Wait. What did she say? She is going to “heat” me up? I was certain that I did not want to be burned all over again, even in this controlled and therapeutic environment, but for reasons I could not fully explain, I did not move. “Because of the extensiveness of your wounds,” Doctor Jill continued, “I recommend seven treatments spaced out over about a year’s time, and then we will evaluate the results to that point.”

My wounds were extensive, covering more than a third of my body, which had necessitated another third then being sliced and diced and repositioned during the seventeen skin-graft operations I had undergone as a child and teenager. As a result, in addition to the more visible scarring on my left forearm, the backs of my legs looked like the impossibly rough terrain of the unpaved roads so common in my South Vietnam homeland. While Doctor Jill walked me through the details, I became more open to the idea, thinking of it as a grand “resurfacing.” I simply had to give the laser treatments a try.
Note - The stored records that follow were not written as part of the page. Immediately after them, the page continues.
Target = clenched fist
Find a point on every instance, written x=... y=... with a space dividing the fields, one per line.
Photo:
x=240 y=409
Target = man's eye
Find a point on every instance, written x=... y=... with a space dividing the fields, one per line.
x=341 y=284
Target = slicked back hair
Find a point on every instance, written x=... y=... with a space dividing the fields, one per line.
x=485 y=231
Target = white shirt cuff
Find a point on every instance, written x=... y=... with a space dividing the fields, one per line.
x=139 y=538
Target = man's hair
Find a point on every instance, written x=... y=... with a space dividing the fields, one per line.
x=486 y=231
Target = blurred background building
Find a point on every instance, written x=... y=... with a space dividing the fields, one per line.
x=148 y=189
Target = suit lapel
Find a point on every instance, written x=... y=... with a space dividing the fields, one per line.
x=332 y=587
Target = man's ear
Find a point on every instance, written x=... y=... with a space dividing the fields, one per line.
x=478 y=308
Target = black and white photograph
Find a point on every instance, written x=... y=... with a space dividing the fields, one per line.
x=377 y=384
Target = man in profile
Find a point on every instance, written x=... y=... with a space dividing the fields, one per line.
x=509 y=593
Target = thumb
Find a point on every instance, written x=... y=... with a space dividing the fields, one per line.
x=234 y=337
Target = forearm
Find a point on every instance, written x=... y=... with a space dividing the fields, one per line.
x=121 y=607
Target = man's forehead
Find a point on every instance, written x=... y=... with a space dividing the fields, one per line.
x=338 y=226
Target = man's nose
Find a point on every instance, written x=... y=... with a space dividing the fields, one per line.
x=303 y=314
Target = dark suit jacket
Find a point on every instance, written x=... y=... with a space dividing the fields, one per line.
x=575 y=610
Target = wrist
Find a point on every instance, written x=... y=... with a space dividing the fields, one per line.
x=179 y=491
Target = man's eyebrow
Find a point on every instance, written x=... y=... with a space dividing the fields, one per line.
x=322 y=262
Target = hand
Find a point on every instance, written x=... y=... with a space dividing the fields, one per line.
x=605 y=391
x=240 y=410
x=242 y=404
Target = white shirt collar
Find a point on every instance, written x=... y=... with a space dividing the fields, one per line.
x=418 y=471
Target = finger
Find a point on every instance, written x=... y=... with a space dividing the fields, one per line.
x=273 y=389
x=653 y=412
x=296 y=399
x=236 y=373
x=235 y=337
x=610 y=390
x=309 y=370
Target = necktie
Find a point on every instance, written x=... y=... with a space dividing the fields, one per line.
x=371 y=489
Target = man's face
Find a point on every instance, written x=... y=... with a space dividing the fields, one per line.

My excitement was deflated when I heard the cost of the procedure—two to three thousand dollars per visit. That meant that Toan and I might have to come up with $20,000 for the first year of treatments. What if I need more than the initial seven visits? Now my mind whirred and fretted. How can we possibly afford it?
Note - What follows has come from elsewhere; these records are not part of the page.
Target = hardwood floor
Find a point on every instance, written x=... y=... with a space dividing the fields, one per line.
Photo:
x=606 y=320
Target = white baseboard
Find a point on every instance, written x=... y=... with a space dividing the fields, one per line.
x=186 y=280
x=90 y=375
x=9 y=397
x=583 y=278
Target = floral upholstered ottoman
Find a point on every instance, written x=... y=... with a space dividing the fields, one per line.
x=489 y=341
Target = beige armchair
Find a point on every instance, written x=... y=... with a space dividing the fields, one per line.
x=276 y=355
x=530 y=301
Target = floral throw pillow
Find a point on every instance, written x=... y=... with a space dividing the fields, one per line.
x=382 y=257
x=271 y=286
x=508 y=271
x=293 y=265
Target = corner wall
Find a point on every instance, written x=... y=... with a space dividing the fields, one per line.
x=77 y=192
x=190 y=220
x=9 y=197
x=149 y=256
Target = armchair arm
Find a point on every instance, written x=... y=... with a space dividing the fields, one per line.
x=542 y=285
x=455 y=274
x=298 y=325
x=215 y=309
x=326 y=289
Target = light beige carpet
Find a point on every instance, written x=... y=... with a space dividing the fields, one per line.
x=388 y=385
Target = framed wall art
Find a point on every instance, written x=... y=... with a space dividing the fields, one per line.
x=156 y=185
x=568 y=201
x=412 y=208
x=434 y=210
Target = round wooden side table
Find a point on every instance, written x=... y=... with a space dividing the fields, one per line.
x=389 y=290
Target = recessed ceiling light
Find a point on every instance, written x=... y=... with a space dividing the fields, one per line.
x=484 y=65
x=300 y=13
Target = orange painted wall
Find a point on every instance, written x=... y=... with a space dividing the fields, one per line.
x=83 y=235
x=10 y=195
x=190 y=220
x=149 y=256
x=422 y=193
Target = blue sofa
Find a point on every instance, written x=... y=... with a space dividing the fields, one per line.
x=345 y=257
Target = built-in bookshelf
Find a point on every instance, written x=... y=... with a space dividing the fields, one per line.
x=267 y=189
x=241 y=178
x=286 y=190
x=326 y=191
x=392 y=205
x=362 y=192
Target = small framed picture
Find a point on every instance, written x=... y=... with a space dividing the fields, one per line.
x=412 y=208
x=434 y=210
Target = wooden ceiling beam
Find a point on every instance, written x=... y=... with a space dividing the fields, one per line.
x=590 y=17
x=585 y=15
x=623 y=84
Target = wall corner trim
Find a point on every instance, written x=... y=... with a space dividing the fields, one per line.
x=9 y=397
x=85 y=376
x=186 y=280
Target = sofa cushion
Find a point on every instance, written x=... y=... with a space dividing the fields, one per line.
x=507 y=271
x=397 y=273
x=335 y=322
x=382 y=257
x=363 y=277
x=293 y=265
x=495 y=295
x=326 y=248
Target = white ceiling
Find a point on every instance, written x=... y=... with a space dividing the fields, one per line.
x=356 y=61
I was defending my desire to pursue the treatments to my ma, who could not for the life of her understand why I would want to invite further stress and pain into my life, when my phone rang. On the other end of the line was Doctor Jill’s New York–based publicist, Ms. Rok. She had a proposition for me: If I would permit the media to follow my progress during and after my laser treatments, then the treatments would be provided free of charge by Lumenis, the company that makes the laser machine. Once again, my story had thrown open an unexpected door for me.

I have talked with God about this curious dynamic often, how my terribly old picture continues to affect my current life. More times than not, I sense God saying that in the opportunities he is providing me, and in the people he is allowing me to meet, he is restoring bits and pieces of what the bombs took from me—my childhood, my confidence, my peace. It would take me many years to see the media as restorative agents in the hands of God, exempting Uncle Ut all the while, since he was rescuer, not “media” in my eyes. But in time I would get there, grateful for the people and their craft.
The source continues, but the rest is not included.